Incidentally, in September 2022, Congress leader and Jashpur MLA U.D. Minj had demanded five acres of land for the construction of a cemetery for the Christian community. The demand, however, evoked sharp reactions from the BJP and Hindutva outfits, who termed it as “ill-conceived”.
Concurring that the recent surge of violence was instigated at the behest of the BJP-RSS, the fact-finding report by the Chhattisgarh Bachao Andolan stated: “Almost everyone we spoke with affirmed that the village meetings where decisions were taken to oust the church-goers were only attended by villagers from the village itself, and it was these villagers who were carrying out the beatings and breaking of homes and churches.”

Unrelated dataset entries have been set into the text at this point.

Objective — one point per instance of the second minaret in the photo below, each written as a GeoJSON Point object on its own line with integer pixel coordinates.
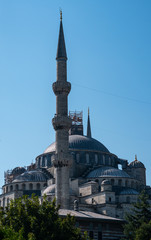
{"type": "Point", "coordinates": [62, 123]}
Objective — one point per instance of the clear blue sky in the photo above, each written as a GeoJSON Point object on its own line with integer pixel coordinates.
{"type": "Point", "coordinates": [109, 66]}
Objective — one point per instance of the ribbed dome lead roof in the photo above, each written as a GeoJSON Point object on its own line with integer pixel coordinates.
{"type": "Point", "coordinates": [82, 143]}
{"type": "Point", "coordinates": [107, 172]}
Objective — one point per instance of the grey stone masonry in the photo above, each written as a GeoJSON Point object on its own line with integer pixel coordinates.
{"type": "Point", "coordinates": [62, 159]}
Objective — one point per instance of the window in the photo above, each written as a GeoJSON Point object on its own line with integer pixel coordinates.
{"type": "Point", "coordinates": [120, 182]}
{"type": "Point", "coordinates": [38, 186]}
{"type": "Point", "coordinates": [3, 202]}
{"type": "Point", "coordinates": [103, 159]}
{"type": "Point", "coordinates": [78, 157]}
{"type": "Point", "coordinates": [99, 235]}
{"type": "Point", "coordinates": [112, 182]}
{"type": "Point", "coordinates": [117, 199]}
{"type": "Point", "coordinates": [87, 158]}
{"type": "Point", "coordinates": [91, 234]}
{"type": "Point", "coordinates": [96, 159]}
{"type": "Point", "coordinates": [30, 186]}
{"type": "Point", "coordinates": [128, 199]}
{"type": "Point", "coordinates": [126, 183]}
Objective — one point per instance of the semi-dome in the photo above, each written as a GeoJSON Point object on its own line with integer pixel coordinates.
{"type": "Point", "coordinates": [105, 182]}
{"type": "Point", "coordinates": [50, 190]}
{"type": "Point", "coordinates": [128, 191]}
{"type": "Point", "coordinates": [31, 176]}
{"type": "Point", "coordinates": [79, 142]}
{"type": "Point", "coordinates": [136, 164]}
{"type": "Point", "coordinates": [18, 170]}
{"type": "Point", "coordinates": [107, 172]}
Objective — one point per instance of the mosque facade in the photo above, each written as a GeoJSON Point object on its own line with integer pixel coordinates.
{"type": "Point", "coordinates": [78, 170]}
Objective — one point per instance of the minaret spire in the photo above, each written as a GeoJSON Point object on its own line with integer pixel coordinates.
{"type": "Point", "coordinates": [62, 123]}
{"type": "Point", "coordinates": [61, 50]}
{"type": "Point", "coordinates": [88, 125]}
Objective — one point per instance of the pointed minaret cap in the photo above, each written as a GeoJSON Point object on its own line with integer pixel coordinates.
{"type": "Point", "coordinates": [61, 50]}
{"type": "Point", "coordinates": [88, 126]}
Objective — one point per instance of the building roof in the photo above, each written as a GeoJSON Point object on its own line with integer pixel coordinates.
{"type": "Point", "coordinates": [87, 215]}
{"type": "Point", "coordinates": [31, 176]}
{"type": "Point", "coordinates": [128, 191]}
{"type": "Point", "coordinates": [107, 172]}
{"type": "Point", "coordinates": [136, 164]}
{"type": "Point", "coordinates": [79, 142]}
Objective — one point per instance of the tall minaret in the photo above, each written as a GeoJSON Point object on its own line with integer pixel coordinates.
{"type": "Point", "coordinates": [62, 123]}
{"type": "Point", "coordinates": [88, 126]}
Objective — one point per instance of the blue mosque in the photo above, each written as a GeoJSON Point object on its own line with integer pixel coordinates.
{"type": "Point", "coordinates": [87, 180]}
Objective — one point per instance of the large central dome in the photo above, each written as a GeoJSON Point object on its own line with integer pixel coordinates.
{"type": "Point", "coordinates": [79, 142]}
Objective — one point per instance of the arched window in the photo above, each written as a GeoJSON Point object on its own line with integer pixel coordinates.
{"type": "Point", "coordinates": [128, 199]}
{"type": "Point", "coordinates": [23, 186]}
{"type": "Point", "coordinates": [120, 182]}
{"type": "Point", "coordinates": [112, 182]}
{"type": "Point", "coordinates": [126, 183]}
{"type": "Point", "coordinates": [30, 186]}
{"type": "Point", "coordinates": [7, 201]}
{"type": "Point", "coordinates": [109, 161]}
{"type": "Point", "coordinates": [78, 157]}
{"type": "Point", "coordinates": [103, 159]}
{"type": "Point", "coordinates": [3, 202]}
{"type": "Point", "coordinates": [38, 186]}
{"type": "Point", "coordinates": [87, 158]}
{"type": "Point", "coordinates": [96, 158]}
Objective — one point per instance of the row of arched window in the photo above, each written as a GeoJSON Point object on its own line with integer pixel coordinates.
{"type": "Point", "coordinates": [23, 186]}
{"type": "Point", "coordinates": [106, 160]}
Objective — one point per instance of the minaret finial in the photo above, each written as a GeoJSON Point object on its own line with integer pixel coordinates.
{"type": "Point", "coordinates": [60, 14]}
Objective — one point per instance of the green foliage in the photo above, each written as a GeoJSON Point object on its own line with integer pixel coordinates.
{"type": "Point", "coordinates": [139, 219]}
{"type": "Point", "coordinates": [27, 219]}
{"type": "Point", "coordinates": [144, 231]}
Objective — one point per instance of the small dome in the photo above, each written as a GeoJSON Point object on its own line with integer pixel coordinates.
{"type": "Point", "coordinates": [136, 164]}
{"type": "Point", "coordinates": [79, 142]}
{"type": "Point", "coordinates": [50, 190]}
{"type": "Point", "coordinates": [31, 176]}
{"type": "Point", "coordinates": [18, 170]}
{"type": "Point", "coordinates": [128, 191]}
{"type": "Point", "coordinates": [106, 182]}
{"type": "Point", "coordinates": [107, 172]}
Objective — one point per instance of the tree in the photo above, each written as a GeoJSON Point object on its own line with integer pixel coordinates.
{"type": "Point", "coordinates": [26, 219]}
{"type": "Point", "coordinates": [138, 219]}
{"type": "Point", "coordinates": [144, 231]}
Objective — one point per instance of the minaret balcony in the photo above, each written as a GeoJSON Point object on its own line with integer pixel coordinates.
{"type": "Point", "coordinates": [61, 159]}
{"type": "Point", "coordinates": [61, 122]}
{"type": "Point", "coordinates": [60, 87]}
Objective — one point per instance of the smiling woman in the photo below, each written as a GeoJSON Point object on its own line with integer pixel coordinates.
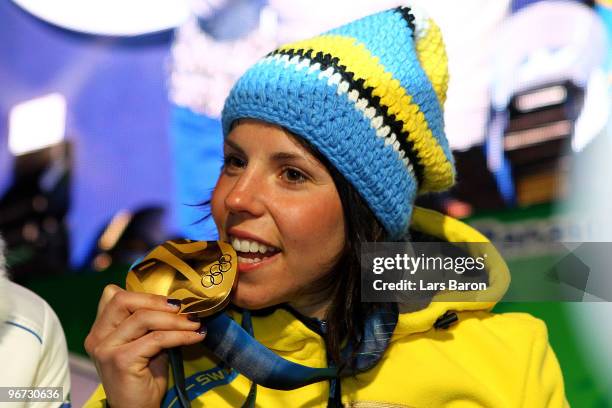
{"type": "Point", "coordinates": [269, 192]}
{"type": "Point", "coordinates": [327, 142]}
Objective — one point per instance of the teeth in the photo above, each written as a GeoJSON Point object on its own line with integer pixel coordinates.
{"type": "Point", "coordinates": [245, 245]}
{"type": "Point", "coordinates": [248, 260]}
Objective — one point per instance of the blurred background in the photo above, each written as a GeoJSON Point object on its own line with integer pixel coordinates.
{"type": "Point", "coordinates": [110, 141]}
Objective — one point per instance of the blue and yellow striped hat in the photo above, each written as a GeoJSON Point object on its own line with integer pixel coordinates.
{"type": "Point", "coordinates": [369, 96]}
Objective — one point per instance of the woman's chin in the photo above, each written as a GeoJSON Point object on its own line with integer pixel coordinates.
{"type": "Point", "coordinates": [252, 301]}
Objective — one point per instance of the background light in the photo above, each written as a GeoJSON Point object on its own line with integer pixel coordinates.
{"type": "Point", "coordinates": [37, 123]}
{"type": "Point", "coordinates": [110, 17]}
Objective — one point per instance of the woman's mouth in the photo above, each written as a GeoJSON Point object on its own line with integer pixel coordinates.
{"type": "Point", "coordinates": [252, 254]}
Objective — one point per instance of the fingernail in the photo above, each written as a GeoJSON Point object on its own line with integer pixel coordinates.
{"type": "Point", "coordinates": [202, 330]}
{"type": "Point", "coordinates": [176, 303]}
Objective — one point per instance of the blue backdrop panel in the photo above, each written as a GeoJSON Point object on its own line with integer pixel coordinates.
{"type": "Point", "coordinates": [197, 156]}
{"type": "Point", "coordinates": [117, 114]}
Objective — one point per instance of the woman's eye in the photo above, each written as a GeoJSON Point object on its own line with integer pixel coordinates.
{"type": "Point", "coordinates": [233, 161]}
{"type": "Point", "coordinates": [294, 176]}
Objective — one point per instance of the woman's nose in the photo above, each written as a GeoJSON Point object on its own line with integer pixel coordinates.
{"type": "Point", "coordinates": [246, 195]}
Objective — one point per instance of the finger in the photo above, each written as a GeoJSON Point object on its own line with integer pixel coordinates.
{"type": "Point", "coordinates": [107, 294]}
{"type": "Point", "coordinates": [156, 341]}
{"type": "Point", "coordinates": [122, 305]}
{"type": "Point", "coordinates": [143, 321]}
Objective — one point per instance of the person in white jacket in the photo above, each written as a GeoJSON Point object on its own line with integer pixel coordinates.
{"type": "Point", "coordinates": [33, 350]}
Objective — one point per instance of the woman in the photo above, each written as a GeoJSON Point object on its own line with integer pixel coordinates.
{"type": "Point", "coordinates": [327, 143]}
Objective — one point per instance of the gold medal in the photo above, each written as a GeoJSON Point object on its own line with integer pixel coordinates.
{"type": "Point", "coordinates": [201, 274]}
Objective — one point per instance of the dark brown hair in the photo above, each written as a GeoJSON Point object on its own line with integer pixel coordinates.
{"type": "Point", "coordinates": [347, 313]}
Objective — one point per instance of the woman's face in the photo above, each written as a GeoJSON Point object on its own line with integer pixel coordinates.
{"type": "Point", "coordinates": [272, 191]}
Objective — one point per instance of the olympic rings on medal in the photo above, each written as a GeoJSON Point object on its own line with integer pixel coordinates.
{"type": "Point", "coordinates": [214, 276]}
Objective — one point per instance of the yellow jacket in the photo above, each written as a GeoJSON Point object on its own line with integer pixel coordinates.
{"type": "Point", "coordinates": [483, 360]}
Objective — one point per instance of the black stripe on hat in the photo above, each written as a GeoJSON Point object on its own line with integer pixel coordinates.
{"type": "Point", "coordinates": [397, 126]}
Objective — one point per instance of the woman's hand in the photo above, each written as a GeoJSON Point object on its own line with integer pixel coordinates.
{"type": "Point", "coordinates": [127, 343]}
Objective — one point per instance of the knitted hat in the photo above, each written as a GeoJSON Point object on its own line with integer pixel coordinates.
{"type": "Point", "coordinates": [369, 96]}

The Andolan has asked the Congress-led Chhattisgarh government to curtail the activities of the Janjati Suraksha Manch and other divisive political outfits that have been polarising tribal society.
The Crux
- From December 9 until December 18, 2022, there were a series of attacks in about 18 villages in Narayanpur and 15 villages in Kondagaon, displacing about 1,000 Christian Adivasis from their villages
- A fact-finding team of representatives of various civil society organisations that visited Narayanpur and Kondagaon districts met survivors of the violence and the district administration.
- The team’s report found that there was an organised campaign to convert Christian Adivasis to Hinduism. It also said that all early warnings of the forced conversions were ignored by the administration.
- While the civil administration and the police seem to be playing down the communal nature of the conflict, observers said non-Christian tribals were being mobilised against tribal Christians under the guise of the PESA Act, 1996.
- The Chhattisgarh Bachao Andolan claims that the recent surge of violence against Christians is instigated by the BJP-RSS.
- It alleges that tensions came to a head following the recent formation of the BJP-RSS backed Janjaati Suraksha Manch, which has been demanding the de-reservation of “converted Adivasis”.